Bs As: II Congreso de Mujeres del Abya Yala

Acciones contra el abuso institucional y el robo de bebés, recuperación de la medicina ancestral y mayor politización para competir en cargos electivos públicos y sindicales son algunas conclusiones del “II Congreso de Mujeres del Abya Yala”, que fueron presentadas este Lunes en el microcine de la sede del Gobierno porteño por integrantes de varios pueblos originarios de América Latina, tras dos días de debates.

Más de 130 participantes, incluidos algunos hombres, se reunieron durante el sábado y el domingo en el predio de Puerto Pibes, cerca de Costanera Norte, para discutir sobre educación, salud, medicina, desarrollo, economía y soberanía alimentaria, y hoy presentaron las conclusiones del encuentro, que tuvo el apoyo de la Subsecretaria de Derechos Humanos y Diversidad Cultural de la ciudad de Buenos Aires.

Abya Yala -que significa tierra de sangre vital en plena madurez- es el nombre dado al continente americano por el pueblo kuna de Panamá y Colombia antes de la llegada de Cristóbal Colón.

El encuentro fue organizado por el Movimiento de Mujeres Indígenas del Abya Yala, presidido por Cristina Oribe”, y la organización de Mujeres Originarias en la Política Social y Comunitaria (Mopsyc), liderada por Luisa Pereira.

Desde el primer encuentro en Florencio Varela, “que también duro tres días, hubo un crecimiento en cantidad y calidad que no esperábamos, sobre todo en algunas hermanas que participaron en aquel primer congreso y no se animaban casi ni a hablar, y hoy vinieron como líderes de programas de educación, salud y otros que llevan a delante en sus comunidades”, contó Oribe a los medios.

“Nuestro movimiento no surgió por una cuestión de género o feminismo, sino porque antiguamente los gobiernos eran matriarcados hasta que llegaron los conquistadores con su colonización y nos impusieron su machismo, pero la mujer es madre y siempre piensa y vela por todos sus hijos por igual”, afirmó.

Las jornadas tuvieron una alta participación de jóvenes indígenas, que formalizaron un movimiento que brindará apoyo al que constituyen las mujeres.

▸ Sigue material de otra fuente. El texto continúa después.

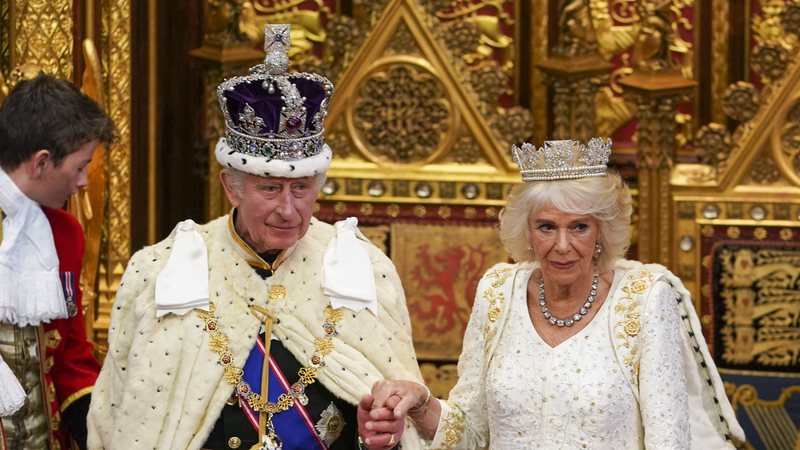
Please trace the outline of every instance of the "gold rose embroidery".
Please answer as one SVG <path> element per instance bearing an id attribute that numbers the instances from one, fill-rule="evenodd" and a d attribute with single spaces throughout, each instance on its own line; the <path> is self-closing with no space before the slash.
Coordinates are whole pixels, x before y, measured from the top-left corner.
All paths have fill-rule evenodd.
<path id="1" fill-rule="evenodd" d="M 628 275 L 627 283 L 620 290 L 622 296 L 614 307 L 614 313 L 619 318 L 614 327 L 616 347 L 620 349 L 622 363 L 630 369 L 631 381 L 635 386 L 639 385 L 639 344 L 636 336 L 642 331 L 639 308 L 642 297 L 655 280 L 655 275 L 645 270 Z"/>
<path id="2" fill-rule="evenodd" d="M 452 411 L 447 413 L 447 417 L 443 419 L 442 433 L 444 433 L 444 438 L 442 439 L 442 446 L 439 447 L 441 450 L 455 447 L 464 437 L 464 414 L 457 412 L 459 410 L 449 401 L 445 403 L 452 408 Z"/>
<path id="3" fill-rule="evenodd" d="M 627 333 L 628 336 L 636 336 L 641 329 L 642 324 L 636 319 L 628 319 L 628 321 L 625 322 L 625 333 Z"/>

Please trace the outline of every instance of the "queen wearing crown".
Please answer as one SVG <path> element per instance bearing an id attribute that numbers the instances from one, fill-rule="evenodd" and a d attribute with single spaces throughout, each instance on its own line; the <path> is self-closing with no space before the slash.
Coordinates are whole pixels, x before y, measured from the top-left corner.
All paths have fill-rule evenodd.
<path id="1" fill-rule="evenodd" d="M 434 449 L 722 449 L 743 432 L 689 292 L 623 259 L 631 194 L 611 141 L 514 147 L 524 183 L 500 217 L 513 264 L 481 279 L 447 401 L 378 381 L 362 438 L 408 415 Z"/>

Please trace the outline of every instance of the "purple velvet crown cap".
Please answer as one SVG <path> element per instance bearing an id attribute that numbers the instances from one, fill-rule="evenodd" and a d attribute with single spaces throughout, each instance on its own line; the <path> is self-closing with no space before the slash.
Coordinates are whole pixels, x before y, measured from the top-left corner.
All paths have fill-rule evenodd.
<path id="1" fill-rule="evenodd" d="M 231 124 L 239 131 L 247 132 L 243 127 L 242 121 L 245 117 L 245 107 L 250 105 L 255 112 L 255 116 L 263 121 L 263 127 L 255 133 L 257 136 L 278 137 L 279 132 L 286 130 L 287 135 L 309 136 L 319 133 L 322 128 L 317 128 L 321 123 L 315 123 L 314 117 L 326 106 L 328 96 L 325 87 L 302 77 L 293 77 L 287 74 L 288 81 L 297 88 L 297 92 L 303 97 L 303 107 L 305 108 L 305 121 L 297 115 L 290 115 L 283 119 L 281 111 L 287 106 L 283 93 L 280 88 L 269 92 L 264 88 L 263 80 L 251 80 L 238 83 L 232 90 L 225 90 L 222 95 L 225 97 L 225 104 L 228 109 Z M 253 133 L 249 133 L 253 134 Z"/>

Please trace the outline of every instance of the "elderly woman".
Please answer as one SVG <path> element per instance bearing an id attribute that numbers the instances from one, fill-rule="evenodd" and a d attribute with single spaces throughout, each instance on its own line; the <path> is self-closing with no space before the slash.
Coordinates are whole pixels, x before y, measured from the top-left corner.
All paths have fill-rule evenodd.
<path id="1" fill-rule="evenodd" d="M 525 183 L 500 219 L 515 264 L 479 283 L 447 401 L 380 380 L 359 405 L 368 448 L 411 418 L 432 448 L 733 448 L 743 432 L 689 293 L 625 261 L 631 194 L 611 141 L 514 147 Z"/>

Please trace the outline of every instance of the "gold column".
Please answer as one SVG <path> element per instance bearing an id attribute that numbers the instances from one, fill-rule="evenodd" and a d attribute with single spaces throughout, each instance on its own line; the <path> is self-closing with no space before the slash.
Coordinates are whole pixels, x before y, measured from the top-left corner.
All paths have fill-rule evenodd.
<path id="1" fill-rule="evenodd" d="M 109 115 L 117 126 L 118 140 L 105 160 L 108 207 L 105 248 L 101 250 L 98 299 L 94 321 L 95 342 L 105 353 L 111 307 L 131 253 L 131 2 L 102 0 L 102 58 L 105 62 Z"/>
<path id="2" fill-rule="evenodd" d="M 670 172 L 677 149 L 675 114 L 697 83 L 678 72 L 635 71 L 620 80 L 636 103 L 639 169 L 639 255 L 643 262 L 670 266 L 672 259 Z"/>
<path id="3" fill-rule="evenodd" d="M 541 61 L 547 58 L 550 46 L 548 39 L 548 22 L 550 20 L 548 1 L 533 0 L 531 5 L 531 60 Z M 544 74 L 538 70 L 532 71 L 530 90 L 531 93 L 541 93 L 542 95 L 532 95 L 530 105 L 531 116 L 533 119 L 533 136 L 546 136 L 548 129 L 547 117 L 547 85 L 544 82 Z"/>
<path id="4" fill-rule="evenodd" d="M 556 56 L 536 65 L 553 89 L 553 138 L 588 141 L 595 133 L 595 97 L 614 66 L 599 55 Z"/>

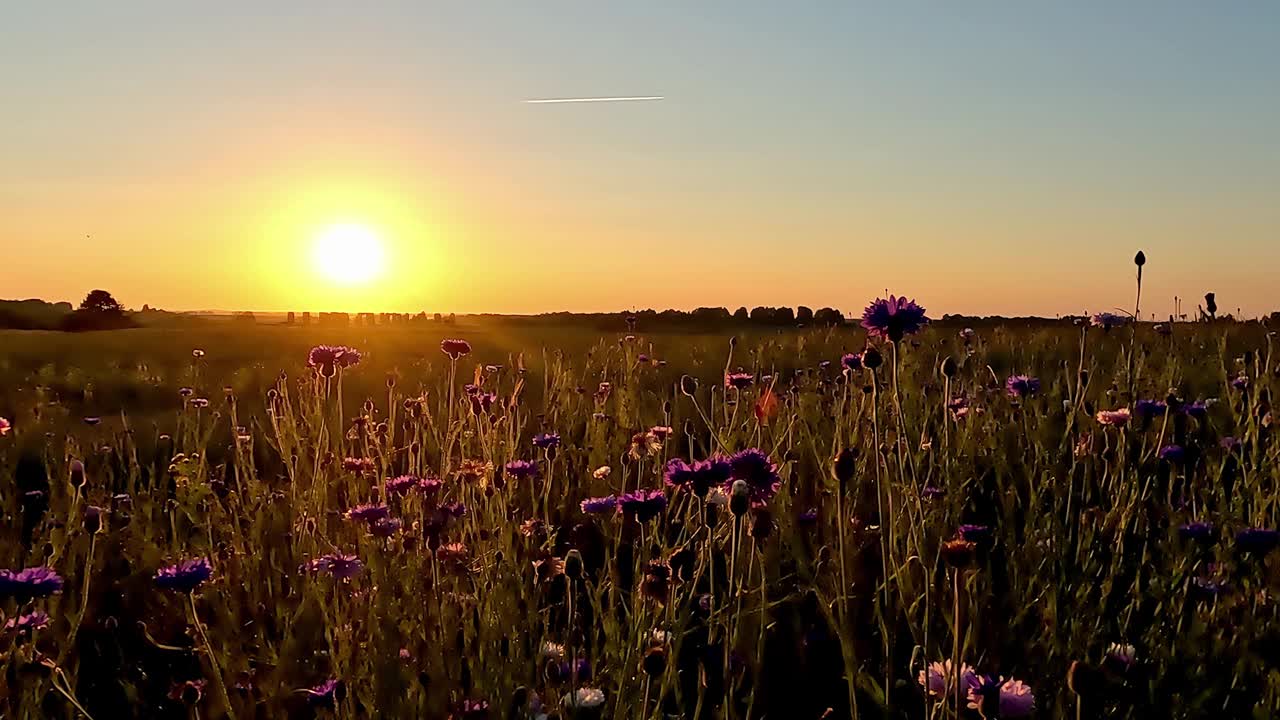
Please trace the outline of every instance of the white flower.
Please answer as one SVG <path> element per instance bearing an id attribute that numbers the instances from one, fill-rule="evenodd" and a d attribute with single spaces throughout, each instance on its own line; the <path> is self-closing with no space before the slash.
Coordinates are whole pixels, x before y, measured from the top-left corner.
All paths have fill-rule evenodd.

Rosa Delia Quispe, representante del pueblo saraguro, llegó desde la provincia de Loja, en el sur de Ecuador, donde vive con su familia y además conforma una organización de educadores indígenas. En el país “está aprobado el idioma quichua dentro del marco legal, por lo que se debe estudiar en las escuelas como un derecho de nuestros pueblos”, dijo.

También participó del encuentro la referente mapuche Sofía Painequeo, que viajó desde la comuna de Lumaco en la IX Región de Chile, es consejera presidencial de la Corporación Nacional de Desarrollo Indígena (Conadi) y también Consejera Global de la Unión de Religiones y Cosmovisiones Indígenas.

“Hoy en nuestro país la presidenta [Michelle] Bachelet ha dispuesto la consulta, específicamente a los pueblos indígenas y en forma voluntaria, para la elaboración de una nueva Constitución donde queden plasmadas las ideas y reconocimiento de los originarios que vivimos en Chile”, comentó la dirigente mapuche.

El debate fue “muy profundo e intenso en educación, en gran medida porque la mayoría de las participantes vienen trabajando esta temática desde hace muchos años”, destacan las conclusiones.

Además advirtieron sobre el abuso institucional y el robo de bebés, porque en muchos lugares “la Justicia le quita a los padres indígenas la custodia de sus hijos, por considerarlos incapaces de cuidarlos por no poder mantenerlos económicamente”, aunque “las pobreza no la produce el indígena, sino los grandes productores de soja que talan los bosques y los montes” y “desalojan a las comunidades de sus territorios”.

Respecto al tema salud, alertaron que “se empieza a notar la reproducción de cierta enfermedades producto de la crisis económica que viene generando bolsones de pobreza en zonas semi rurales y villas de emergencias producto de la falta de fuente de trabajo y producción”.

En paralelo, se planteó una mayor politización de las mujeres indígenas para “competir por cargos políticos, tanto en lo sindical, estudiantil y social, como en cargos electivos públicos”. Y se hizo hincapié en recuperar la medicina ancestral, lo que requiere “recuperar la producción de semillas de plantas autóctonas” y una ley de semillas “que respete -se remarcó- la naturaleza de la que se surten”.

Como parte de las conclusiones, se eligieron las nuevas autoridades del Movimiento de Mujeres Indígenas del Abya Yala, resultando presidenta electa la referente mapuche Sofía Painequeo y se resolvió que el próximo Congreso del Abya Yala se realizará durante el 2018 en “Gulumapu” (Chile).

Además participaron mujeres de Guatelamala y de distintos puntos del país.